High Cholesterol: W risk factor for AD, dyslipidemia has been reported. With aging, the synthesis of lipoproteins undergoes many hepatic and hormone-mediated changes. Longitudinal studies have shown that total cholesterol levels rise in men until about 50 years of age after the start of puberty, followed by a plateau until 70 years of age when the concentration of serum cholesterol decreases slightly. Total cholesterol levels are comparable in women and men between the ages of 55 and 60 and higher in women than in men after the age of 60. Changes in total serum cholesterol concentration due to age are mostly due to an increase in LDL cholesterol levels 30. This term refers to elevated blood lipid or lipoprotein levels, including high low-density lipoprotein (LDL-C), low high-density lipoprotein (HDL-C), total cholesterol (TC), and triglyceride levels (TG). The connection between cholesterol and AD has been extensively investigated over the last ten years, particularly in longitudinal epidemiological studies. Data indicates a link between mid- and late-life elevated blood cholesterol levels and the development of dementia 31.
Obesity: And there is a substantial correlation between younger and middle-aged measured overweight and obesity with an increased risk of incident dementia 32. The increased risk of Alzheimer's disease (AD) and underlying neurodegenerative changes are also associated with obesity and dementia.
Analysis studies provide evidence that obesity and dementia contribute to an early memory crisis in old age. Obesity, which causes vascular dementia, not only reduces the blood flow to the brain but also increases the fat cells that destroy the white matter of the brain, resulting in cognitive and intellectual behavior loss.
Adipocyte-secreted proteins and inflammatory cytokines clarify the association between obesity and increased dementia risk. In modern medical science, obesity and dementia are two critical topics, as both are prevalent at an alarming pace. Obesity is described as a condition in which too much body fat is found in the person, a concept that is misunderstood by many.
This condition can be attained by a person who consumes more calories than he or she burns, which leads to different complications of cardiovascular disease, cognitive disabilities, sleep disorders, and joint complications. Increased body fat content will promote a reduction in blood flow to the brain, encouraging vascular dementia. Loss of blood supply will result in brain ischemia, leading to an increased risk of memory loss and hence long-term dementia. Also, obese individuals appear to have higher levels of cytokine-released adipokines or fat cells. These cells have been associated with decreasing white matter in the brain, which is responsible for brain-wide nerve connections. Decreased neuronal activity and decreased brain vascular supply obsolete with brain atrophy and thus loss of normal brain function 33.
Prevention of Cognitive Decline Through Nutritional and Other Lifestyle Interventions: Preclinical and clinical research provides useful evidence about the impact on cognitive performance of particular dietary habits and specific nutrients. For example, as main environmental factors for oxidative stress and brain disorders in older adults, deleterious dietary habits (overfeeding or intake of low antioxidant nutrients) and sedentary lifestyles, or emotional stress, have been recorded
Micronutrients: Important antioxidant trace elements such as Zinc (Zn), Selenium (Se)) and/or insulin sensitizers (Chromium (Cr), Zn) are profoundly involved in brain defense, as stated by numerous studies in animals and humans. I.e., selenoproteins, Protect brain cells from oxidative stress with Selenoprotein P and Glutathione peroxidase.
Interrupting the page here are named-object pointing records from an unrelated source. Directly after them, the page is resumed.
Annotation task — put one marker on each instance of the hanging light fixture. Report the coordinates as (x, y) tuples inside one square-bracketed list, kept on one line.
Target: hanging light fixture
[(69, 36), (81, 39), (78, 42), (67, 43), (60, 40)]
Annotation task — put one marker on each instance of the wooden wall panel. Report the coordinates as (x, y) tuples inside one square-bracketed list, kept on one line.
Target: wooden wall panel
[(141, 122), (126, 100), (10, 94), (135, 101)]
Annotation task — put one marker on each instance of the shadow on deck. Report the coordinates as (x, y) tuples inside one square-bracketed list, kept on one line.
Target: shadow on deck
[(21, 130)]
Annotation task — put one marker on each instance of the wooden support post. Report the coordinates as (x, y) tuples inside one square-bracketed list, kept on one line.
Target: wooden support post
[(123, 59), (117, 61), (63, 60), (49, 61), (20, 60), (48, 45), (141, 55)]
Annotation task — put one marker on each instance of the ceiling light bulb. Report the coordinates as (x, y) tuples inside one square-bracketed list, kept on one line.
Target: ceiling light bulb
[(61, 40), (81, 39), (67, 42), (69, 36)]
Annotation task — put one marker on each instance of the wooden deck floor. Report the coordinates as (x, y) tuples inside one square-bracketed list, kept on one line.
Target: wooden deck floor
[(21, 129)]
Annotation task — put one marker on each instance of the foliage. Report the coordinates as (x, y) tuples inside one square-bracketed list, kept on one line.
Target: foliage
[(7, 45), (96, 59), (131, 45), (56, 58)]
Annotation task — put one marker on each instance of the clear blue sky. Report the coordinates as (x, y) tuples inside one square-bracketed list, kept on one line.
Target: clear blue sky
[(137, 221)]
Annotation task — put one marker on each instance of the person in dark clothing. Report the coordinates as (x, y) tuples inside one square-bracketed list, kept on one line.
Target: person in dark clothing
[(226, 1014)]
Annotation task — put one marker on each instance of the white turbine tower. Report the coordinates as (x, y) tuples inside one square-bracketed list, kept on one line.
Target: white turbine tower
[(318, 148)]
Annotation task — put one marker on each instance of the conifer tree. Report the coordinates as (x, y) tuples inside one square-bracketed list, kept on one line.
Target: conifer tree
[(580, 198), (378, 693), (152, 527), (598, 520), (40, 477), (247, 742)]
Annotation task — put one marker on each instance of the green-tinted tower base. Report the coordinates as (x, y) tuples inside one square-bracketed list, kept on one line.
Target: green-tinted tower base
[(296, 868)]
A low Se status increases the risk of cognitive decline. The greater the drop in plasma Se, the greater the risk of cognitive decrease. By enhancing insulin sensitivity and reducing inflammation and oxidative stress, Zn also works positively on brain health. However, no aging brain benefits have been identified to date after human Zn supplementation, and even a possible neurotoxic effect of Zn accumulation has been found in patients with AD. Insulin resistance and increased oxidative stress have resulted from Cr deficiency. Indeed, higher Cr intakes are associated with better cognitive functions in insulin-resistant states (T2DM ) 17.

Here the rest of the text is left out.